By any measure, the Upper Knockbreda Road is a fast and busy dual carriageway, despite the 40mph limit. Putting a mandatory cycle lane on the road is not separation, and cyclists would struggle to feel safe here.

“Other cities in GB and in Europe (including those with climatic and topographical characteristics similar to our own) have changed the transport habits of their citizens and achieved proportions of journeys made by bicycle many times higher than here. It is clear that if good facilities are provided and marketed, people will be happy to use them in very significant numbers, to their own benefit, and to the benefit the environment.”

Roads Service are keen to reference best practice from Europe here, and even go some way to knocking down a tired argument about climate being a unique barrier to cycling uptake in Belfast. But it is disingenuous to place this in a report, when the cycle facilities provided do not come close to European best practice. Interestingly, despite this being one of Belfast’s longest mandatory cycle lanes, and on a key strategic transport route, there are no cycle counters installed to measure usage. Belfast has a number of these, which have shown an overall increase of 152% during the time this particular route has been operating. But usage here remains unrecorded.

Belfast cyclists are becoming more aware of the attitudes within Roads Service to cycling as transport, ranging from indifference to hostility, laced with a lack of understanding of cycle users’ needs. Recent initiatives such as Reclaim Belfast’s Cycle Lanes are demonstrating that even our inadequate infrastructure isn’t available when it should be.
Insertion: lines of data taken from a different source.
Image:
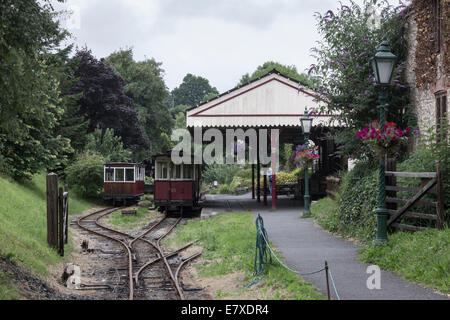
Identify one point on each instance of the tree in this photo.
(104, 102)
(192, 90)
(29, 89)
(144, 84)
(107, 145)
(290, 71)
(344, 74)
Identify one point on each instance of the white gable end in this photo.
(271, 101)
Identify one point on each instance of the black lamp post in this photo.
(383, 67)
(306, 122)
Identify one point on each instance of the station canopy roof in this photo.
(273, 100)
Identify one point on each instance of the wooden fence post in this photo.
(61, 222)
(52, 210)
(440, 201)
(67, 216)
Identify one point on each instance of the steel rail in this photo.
(130, 261)
(166, 264)
(129, 248)
(149, 263)
(195, 255)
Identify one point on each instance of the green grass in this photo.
(228, 242)
(7, 290)
(23, 227)
(422, 257)
(127, 222)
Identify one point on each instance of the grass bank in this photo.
(23, 227)
(422, 257)
(228, 242)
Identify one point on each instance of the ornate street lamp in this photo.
(383, 67)
(306, 122)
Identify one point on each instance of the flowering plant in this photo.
(383, 140)
(306, 157)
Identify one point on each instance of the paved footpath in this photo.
(305, 247)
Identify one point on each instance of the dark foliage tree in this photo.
(192, 90)
(144, 84)
(104, 101)
(344, 74)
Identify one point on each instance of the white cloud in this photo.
(219, 40)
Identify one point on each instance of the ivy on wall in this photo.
(426, 56)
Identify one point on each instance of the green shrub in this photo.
(222, 173)
(245, 174)
(224, 189)
(352, 214)
(144, 203)
(85, 176)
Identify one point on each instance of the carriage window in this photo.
(109, 174)
(176, 172)
(158, 171)
(119, 174)
(129, 174)
(165, 170)
(187, 171)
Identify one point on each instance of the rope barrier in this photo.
(334, 286)
(263, 250)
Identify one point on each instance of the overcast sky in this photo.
(217, 39)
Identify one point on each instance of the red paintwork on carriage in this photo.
(179, 190)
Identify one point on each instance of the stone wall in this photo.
(427, 71)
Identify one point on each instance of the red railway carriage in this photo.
(123, 181)
(176, 186)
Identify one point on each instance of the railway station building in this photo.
(273, 101)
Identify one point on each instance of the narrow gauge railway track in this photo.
(139, 260)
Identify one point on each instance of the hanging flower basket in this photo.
(385, 140)
(306, 158)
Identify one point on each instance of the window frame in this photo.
(441, 107)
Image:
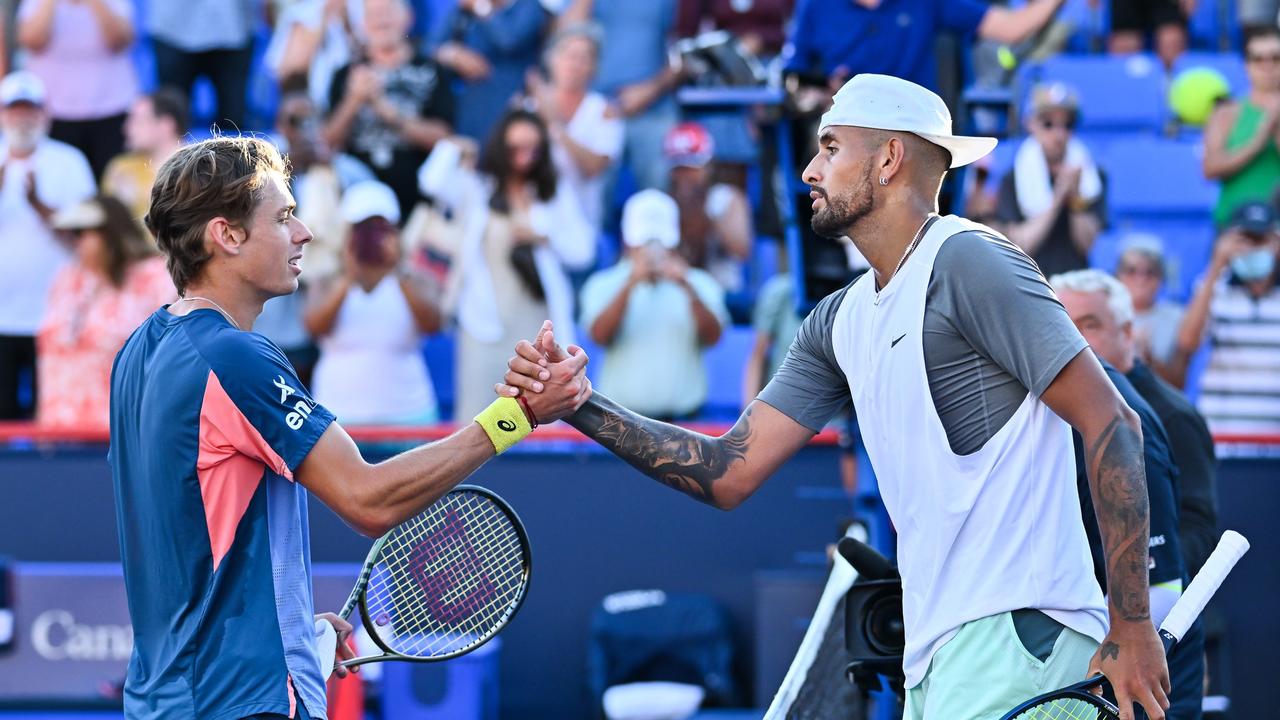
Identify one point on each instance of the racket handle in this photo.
(1229, 550)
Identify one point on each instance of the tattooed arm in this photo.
(1130, 656)
(721, 472)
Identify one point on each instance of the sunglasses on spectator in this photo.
(1142, 270)
(1047, 123)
However Roads Service must maintain the appearance that active travel is core to it’s investment. The June 2002 report to Castlereagh Borough Council was fronted by an image of the redesigned Knock dual carriageway, as a high profile example of cycling needs being catered for. It speaks volumes for the understanding and importance of cycling to Roads Service that no-one had the wit to notice the two cars illegally blocking the mandatory cycle lane. This was clearly during the afternoon school run, at the very time the cycle lane should be used most (if you’d feel happy letting your children use the lane).

How long can Belfast ignore the Dutch?

There are plenty of areas in Belfast with no cycling infrastructure at all which need urgent attention. It is unreasonable to ask for a Dutch-style cycle track to be built on this road in the short term – in many ways the cycling ship has sailed on this road. For future projects with adequate road space, Roads Service need to understand that there is a better way to design cycle infrastructure. Public money is spent by Roads Service on cycling measures which are designed to fit in where possible, leaving a disjointed, confusing and muddled network, unfit for use by all ages, and failing to provide safe high quality cycle tracks to attract more people out of their cars.

Roads Service need to be directed, and empowered, by pressing targets and dedicated budget to design projects with the needs of cycle users at their core. We can’t afford to keep missing opportunities like this.

It’s no mistake that cycling levels and safety are so good in the Netherlands. It is a mistake to think that we can ignore best practice, and try to design successful cycle networks which cater for motorists’ needs rather than cyclists. While we continue down this path we waste good money, and waste chances to make a real impact on Belfast cycling.